Platform certamente inusuale, in cui è impossibile distrarsi, fosse solo per un attimo - anche per via della difficoltà estremamente elevata - in Dynamite Headdy si ha sempre da imparare una nuova entusiasmante meccanica. In uno stage bisogna barcamenarsi fra piattaforme tridimensionali che si inclinano rispetto al centro lasciando scivolare il protagonista nel baratro, in un altro si rivestono i panni di un aeroplanino e il gioco si trasforma in uno stagionato shooter a scorrimento [Parodius è dietro l'angolo, per intenderci], in un altro ancora il margine inferiore del quadro "insegue" la protesi digitale, e ci si fa strada verso la cima del livello aggrappandosi agli appositi appigli di cui sono fornite le piattaforme e proiettandosi verso l'alto. Sul piano grafico e sonoro, i Treasure raggiunsero con questo titolo vette praticamente mai uguagliate sul 16 bit Sega, e forse solo il Sonic Team fu in grado di spremere l'hardware del Mega Drive fino a segnare simili traguardi tecnici.

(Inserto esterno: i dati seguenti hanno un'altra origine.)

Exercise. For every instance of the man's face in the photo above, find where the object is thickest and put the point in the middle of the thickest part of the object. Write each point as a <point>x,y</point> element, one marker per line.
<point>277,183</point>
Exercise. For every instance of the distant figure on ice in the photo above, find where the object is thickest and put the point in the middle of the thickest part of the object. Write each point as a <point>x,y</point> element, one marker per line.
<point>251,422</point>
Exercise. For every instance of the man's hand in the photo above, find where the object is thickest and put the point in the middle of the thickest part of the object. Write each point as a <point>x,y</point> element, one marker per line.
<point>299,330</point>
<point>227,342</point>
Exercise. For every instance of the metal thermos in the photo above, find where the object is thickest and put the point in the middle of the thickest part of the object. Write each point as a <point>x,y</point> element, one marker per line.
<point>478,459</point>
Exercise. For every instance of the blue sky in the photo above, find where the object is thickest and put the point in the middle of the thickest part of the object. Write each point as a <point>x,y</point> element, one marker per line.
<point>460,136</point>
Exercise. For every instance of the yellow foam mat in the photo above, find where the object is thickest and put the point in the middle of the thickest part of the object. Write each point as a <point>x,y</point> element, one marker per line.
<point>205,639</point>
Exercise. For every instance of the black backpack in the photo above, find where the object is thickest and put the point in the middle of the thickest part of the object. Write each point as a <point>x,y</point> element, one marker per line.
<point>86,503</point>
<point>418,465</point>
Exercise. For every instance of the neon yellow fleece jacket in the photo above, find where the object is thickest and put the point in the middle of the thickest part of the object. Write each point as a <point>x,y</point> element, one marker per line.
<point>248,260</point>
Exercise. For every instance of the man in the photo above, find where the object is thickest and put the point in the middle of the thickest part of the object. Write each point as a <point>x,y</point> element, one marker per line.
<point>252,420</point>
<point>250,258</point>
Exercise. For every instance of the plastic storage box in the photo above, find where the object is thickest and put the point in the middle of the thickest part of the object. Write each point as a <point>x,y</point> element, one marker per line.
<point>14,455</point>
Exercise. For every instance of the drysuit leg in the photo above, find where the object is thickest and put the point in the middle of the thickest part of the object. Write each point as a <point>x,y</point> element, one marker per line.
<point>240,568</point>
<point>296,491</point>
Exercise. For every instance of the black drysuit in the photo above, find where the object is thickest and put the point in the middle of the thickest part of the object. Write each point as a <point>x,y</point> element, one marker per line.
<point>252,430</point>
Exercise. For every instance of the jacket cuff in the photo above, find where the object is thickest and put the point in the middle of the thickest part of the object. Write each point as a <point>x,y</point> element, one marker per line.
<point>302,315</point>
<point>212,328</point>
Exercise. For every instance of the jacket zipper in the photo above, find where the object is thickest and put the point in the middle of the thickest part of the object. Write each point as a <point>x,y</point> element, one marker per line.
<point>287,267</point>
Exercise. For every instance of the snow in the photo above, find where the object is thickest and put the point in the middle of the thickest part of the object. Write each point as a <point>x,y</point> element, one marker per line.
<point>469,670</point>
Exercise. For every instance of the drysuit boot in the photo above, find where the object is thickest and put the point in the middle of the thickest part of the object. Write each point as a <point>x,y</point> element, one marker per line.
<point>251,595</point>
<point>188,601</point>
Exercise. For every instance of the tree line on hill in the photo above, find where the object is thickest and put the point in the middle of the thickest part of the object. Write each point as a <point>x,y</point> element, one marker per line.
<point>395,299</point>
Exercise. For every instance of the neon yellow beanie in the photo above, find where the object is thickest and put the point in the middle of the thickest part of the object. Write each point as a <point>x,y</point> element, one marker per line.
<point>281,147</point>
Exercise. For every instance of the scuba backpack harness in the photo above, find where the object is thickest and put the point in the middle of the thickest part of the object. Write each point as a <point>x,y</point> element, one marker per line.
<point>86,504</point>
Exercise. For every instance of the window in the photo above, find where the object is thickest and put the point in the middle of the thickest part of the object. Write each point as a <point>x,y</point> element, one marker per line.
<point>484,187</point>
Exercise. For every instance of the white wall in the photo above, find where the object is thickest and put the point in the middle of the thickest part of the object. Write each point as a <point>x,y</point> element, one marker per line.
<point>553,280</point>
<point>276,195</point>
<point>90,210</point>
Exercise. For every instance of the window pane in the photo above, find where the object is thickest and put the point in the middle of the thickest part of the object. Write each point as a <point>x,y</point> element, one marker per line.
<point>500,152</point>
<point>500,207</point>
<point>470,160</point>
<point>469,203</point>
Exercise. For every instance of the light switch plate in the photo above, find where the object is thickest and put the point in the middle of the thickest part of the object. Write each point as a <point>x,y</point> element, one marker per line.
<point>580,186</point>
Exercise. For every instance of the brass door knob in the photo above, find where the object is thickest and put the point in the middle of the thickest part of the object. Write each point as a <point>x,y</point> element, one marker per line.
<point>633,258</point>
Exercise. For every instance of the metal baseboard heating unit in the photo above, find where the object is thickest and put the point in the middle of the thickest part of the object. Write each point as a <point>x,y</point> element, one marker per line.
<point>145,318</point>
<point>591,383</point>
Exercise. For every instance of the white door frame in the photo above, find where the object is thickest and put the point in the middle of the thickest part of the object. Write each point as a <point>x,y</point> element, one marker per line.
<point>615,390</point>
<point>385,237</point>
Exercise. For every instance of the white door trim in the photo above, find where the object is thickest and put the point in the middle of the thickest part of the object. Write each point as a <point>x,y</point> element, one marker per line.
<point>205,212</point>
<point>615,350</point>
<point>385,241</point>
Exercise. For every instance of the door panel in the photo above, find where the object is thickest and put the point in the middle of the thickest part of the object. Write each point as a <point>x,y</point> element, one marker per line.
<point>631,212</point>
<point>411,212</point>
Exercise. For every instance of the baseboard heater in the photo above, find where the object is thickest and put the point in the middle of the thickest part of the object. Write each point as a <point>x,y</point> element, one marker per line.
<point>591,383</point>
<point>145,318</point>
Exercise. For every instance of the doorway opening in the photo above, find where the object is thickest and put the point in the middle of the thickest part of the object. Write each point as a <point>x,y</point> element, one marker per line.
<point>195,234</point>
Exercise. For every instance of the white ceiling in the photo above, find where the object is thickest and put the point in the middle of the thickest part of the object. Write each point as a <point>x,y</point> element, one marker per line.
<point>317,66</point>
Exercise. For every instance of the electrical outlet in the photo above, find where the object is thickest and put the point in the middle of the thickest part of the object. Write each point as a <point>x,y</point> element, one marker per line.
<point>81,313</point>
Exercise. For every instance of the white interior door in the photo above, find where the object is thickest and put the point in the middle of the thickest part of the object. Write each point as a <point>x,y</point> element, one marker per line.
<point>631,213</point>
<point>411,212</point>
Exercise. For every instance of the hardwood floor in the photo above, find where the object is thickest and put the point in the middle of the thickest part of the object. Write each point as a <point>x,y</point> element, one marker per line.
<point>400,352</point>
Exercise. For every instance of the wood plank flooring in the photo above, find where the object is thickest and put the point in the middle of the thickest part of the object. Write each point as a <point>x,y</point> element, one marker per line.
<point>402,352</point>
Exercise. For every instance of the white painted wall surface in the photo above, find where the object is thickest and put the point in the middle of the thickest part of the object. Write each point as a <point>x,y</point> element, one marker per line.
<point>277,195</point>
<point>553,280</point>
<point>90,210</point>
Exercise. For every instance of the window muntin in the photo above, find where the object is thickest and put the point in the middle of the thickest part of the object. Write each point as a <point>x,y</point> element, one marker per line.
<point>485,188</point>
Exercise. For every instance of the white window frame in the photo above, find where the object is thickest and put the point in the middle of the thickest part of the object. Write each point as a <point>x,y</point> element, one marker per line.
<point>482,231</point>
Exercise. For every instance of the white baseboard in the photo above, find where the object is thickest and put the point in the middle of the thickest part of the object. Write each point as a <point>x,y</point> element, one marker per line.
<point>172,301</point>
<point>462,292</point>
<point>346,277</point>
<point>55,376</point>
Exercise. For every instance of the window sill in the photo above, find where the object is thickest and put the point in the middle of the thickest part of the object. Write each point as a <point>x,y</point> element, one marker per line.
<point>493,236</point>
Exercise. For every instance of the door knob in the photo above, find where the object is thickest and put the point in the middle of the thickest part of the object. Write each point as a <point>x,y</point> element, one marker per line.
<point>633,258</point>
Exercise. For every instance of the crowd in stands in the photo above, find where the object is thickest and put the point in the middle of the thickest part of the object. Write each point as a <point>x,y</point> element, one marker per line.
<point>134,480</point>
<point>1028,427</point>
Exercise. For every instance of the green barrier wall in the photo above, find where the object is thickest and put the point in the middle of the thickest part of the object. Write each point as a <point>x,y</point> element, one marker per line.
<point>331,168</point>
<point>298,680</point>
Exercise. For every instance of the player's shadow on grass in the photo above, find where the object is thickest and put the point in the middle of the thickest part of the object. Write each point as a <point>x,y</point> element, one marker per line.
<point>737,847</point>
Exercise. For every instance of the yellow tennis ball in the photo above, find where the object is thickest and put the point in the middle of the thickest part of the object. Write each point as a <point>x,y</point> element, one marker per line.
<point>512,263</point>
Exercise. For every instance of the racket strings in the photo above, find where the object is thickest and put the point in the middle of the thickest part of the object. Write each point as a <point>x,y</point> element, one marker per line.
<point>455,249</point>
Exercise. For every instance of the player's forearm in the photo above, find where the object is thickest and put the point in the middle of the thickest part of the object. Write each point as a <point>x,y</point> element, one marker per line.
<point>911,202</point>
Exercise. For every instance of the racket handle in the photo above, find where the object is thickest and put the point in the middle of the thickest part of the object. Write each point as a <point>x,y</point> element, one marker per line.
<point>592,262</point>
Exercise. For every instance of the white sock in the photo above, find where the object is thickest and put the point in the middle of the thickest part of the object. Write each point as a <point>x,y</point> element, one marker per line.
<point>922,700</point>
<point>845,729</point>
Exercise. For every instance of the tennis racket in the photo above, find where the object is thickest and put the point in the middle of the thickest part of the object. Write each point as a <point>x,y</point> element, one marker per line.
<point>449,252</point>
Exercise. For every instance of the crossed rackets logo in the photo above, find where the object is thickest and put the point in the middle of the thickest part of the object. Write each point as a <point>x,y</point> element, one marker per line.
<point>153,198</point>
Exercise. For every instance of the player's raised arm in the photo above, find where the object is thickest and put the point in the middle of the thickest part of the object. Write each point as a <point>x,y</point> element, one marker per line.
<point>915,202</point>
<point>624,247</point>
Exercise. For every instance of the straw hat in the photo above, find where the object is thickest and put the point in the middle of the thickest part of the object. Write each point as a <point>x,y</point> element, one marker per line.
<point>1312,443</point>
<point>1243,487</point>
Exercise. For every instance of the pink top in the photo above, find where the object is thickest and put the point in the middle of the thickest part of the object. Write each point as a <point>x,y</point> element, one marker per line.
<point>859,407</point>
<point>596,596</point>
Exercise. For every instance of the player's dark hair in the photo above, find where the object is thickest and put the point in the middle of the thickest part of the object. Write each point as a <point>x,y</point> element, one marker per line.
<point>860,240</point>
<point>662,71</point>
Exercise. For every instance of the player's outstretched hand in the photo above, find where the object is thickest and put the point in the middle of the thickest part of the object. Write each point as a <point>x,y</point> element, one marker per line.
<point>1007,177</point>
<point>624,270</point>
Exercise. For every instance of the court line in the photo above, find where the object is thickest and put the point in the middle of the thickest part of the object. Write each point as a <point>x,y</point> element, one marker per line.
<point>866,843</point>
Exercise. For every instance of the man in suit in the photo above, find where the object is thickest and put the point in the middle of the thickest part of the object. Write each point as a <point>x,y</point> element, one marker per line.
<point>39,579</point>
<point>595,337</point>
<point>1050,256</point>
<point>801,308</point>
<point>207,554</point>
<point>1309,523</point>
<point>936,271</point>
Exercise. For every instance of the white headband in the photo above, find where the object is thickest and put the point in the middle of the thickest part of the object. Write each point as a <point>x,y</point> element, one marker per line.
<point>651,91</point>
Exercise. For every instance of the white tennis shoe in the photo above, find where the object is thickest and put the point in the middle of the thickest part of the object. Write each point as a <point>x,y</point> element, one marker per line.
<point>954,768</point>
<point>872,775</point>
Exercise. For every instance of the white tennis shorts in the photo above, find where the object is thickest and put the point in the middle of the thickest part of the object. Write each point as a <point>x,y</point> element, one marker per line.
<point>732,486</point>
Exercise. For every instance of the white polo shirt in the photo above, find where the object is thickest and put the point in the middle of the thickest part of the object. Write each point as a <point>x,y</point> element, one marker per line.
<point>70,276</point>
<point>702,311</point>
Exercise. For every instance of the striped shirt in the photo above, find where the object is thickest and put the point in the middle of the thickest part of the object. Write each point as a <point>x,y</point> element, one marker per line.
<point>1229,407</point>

Sprite di dimensioni colossali, colorati divinamente, si muovono per lo schermo con grazia e fluidità fuori parametro. Non brillano in quanto a dettagli, anche per via dell'essenzialità del generale stile estetico impiegato, tuttavia i fondali fanno ugualmente la loro bella figura, grazie alla qualità dei colori e ai numerosi strati parallittici che li caratterizzano. Menzione d'onore per la straordinaria definizione degli effetti sonori, e per i campionamenti vocali, mai così chiari e puliti su questa console. La colonna sonora è fra le migliori concepite per un videogioco, una delle mie preferite in assoluto. Gli autori, Kazuo Hanzawa, Jun Irie, Hideki Matsutake, hanno compiuto un lavoro davvero lodevole, sotto il profilo tecnico così come sotto quello squisitamente compositivo. I pezzi sono di notevole complessità, denotano gusto e know-how, sfoggiano timbriche affascinanti, veicolano melodie irresistibili e ritmi trascinanti.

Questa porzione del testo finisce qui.